We also implemented the Analysis of the Composition of Microbiome (ANCOM) [26] in QIIME2 plugin to identify the significantly different bacteria between the copepod genera. ANCOM used F-statistics and W-statistics to determine the difference, where W represents the vigour of the ANCOM test for the tested number of species and F represents the measure of the effect size difference for a particular species between the groups (copepods). To predict the important bacteria associated with the copepods, we used sophisticated supervised machine learning classifier (SML): RandomForest Classifier (RFC) [27] and Gradient Boosting Classifier (GBC)[28] using built-in QIIME2. Which is one of the most accurate learning algorithms for managing large and noisy datasets, Random Forest often manages unbalanced sample distributions and is less susceptible to overfitting and generating unbiased classifiers[29]. The gradient boosting method involves the use of several weak learners by taking the loss function from the previous tree and using it to enhance the classification. This technique is less prone to overfitting and does not suffer from the dimensionality curse, but it is susceptible to noisy data and outliers[30].

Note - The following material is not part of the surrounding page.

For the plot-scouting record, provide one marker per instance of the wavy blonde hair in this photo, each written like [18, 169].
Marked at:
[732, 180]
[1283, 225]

The mtDNA and clDNA filtered table and representative sequences were also used as an input for predicting CAB potential metabolic function using Phylogenetic Investigation of Communities by Reconstruction of Unobserved States (PICRUSt2) [19]. The output abundance KEGG data were analysed in Statistical Analysis of Taxonomic and Functional Profiles (STAMP) which includes Principle Component Analysis (PCA) [31] to find the significant difference in potential functions of CAB between the copepod genera using Kruskal–Wallis H-test [32] with Tukey–Kramer parameter[33]. The kegg metabolic maps [34-36] was used as a reference to draw the figure representing the copepod genera with a high proportion of potential functional genes.